Given these challenges, rumours have already started swirling that the business may close as early as December, roughly 30 years after the TV3 first launched. This does, however, seem a little far-fetched given the sales process would likely be drawn out beyond that deadline.

Another possibility emerged across the ditch in September, when Seven West Media chief executive James Warburton spitballed a plan to potentially stretch its business to this side of the Tasman.

Speaking to this at a staff meeting, Warburton suggested his company could start running some of its content in the New Zealand market.

A source who attended the meeting told the Herald that this, hypothetically, would involve Seven striking a deal with an organisation like MediaWorks to run shows already owned in the Australian market on this side of the ditch.

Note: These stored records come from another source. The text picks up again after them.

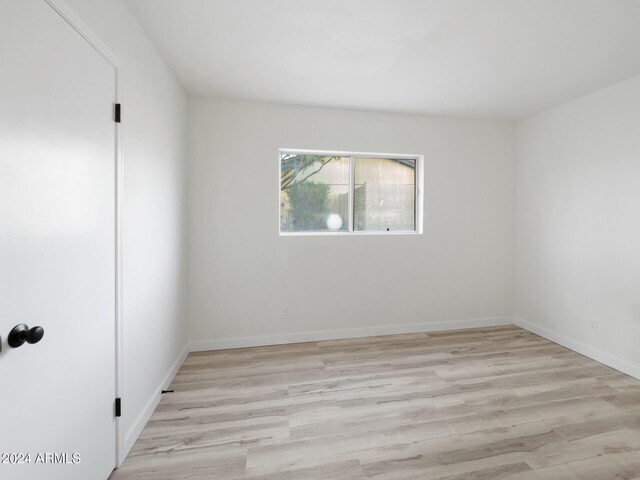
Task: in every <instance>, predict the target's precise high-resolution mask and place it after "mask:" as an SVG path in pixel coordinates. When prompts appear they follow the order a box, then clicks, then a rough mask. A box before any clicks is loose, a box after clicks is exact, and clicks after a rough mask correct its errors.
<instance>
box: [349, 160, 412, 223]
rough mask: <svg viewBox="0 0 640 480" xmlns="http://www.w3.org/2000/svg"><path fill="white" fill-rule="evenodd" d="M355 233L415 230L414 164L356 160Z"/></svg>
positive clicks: (355, 161)
mask: <svg viewBox="0 0 640 480" xmlns="http://www.w3.org/2000/svg"><path fill="white" fill-rule="evenodd" d="M354 187H355V190H354V193H355V200H354V230H356V231H394V230H400V231H409V230H414V229H415V191H416V188H415V187H416V161H415V160H414V159H394V158H355V181H354Z"/></svg>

The Herald has approached Seven West Media to find out if the business is interested in the MediaWorks TV arm.

This move does seem much more plausible now, especially in light of fact that this strategy could remove many of the overheads that currently stand in the way of profitability.

If Seven were roll out this scheme, local shows and staff would make way for far cheaper syndicated television out of Australia and the US.

This was a potential future that The Project presenter Jesse Mulligan alluded to in his hard-hitting editorial this week in which he said Kiwis can expect local comedy to be replaced by the likes of Charlie Sheen.

It’s a bleak prediction as far as local programming goes, but it’s one of the few ways a buyer could pull revenue out of the existing Three audience while it lasts without having to cover the overheads the company currently has. It would be a short-term play, but it’s difficult to see any legitimate alternatives at this time.

The struggles of MediaWorks are in many ways similar to those of another Kiwi company, Stuff, which has seen its “for sale” sign collect dust rather than legitimate interest from potential suitors.

The difference, however, is that the owners of MediaWorks TV look far more impatient and don’t seem likely to continue dragging the anchor.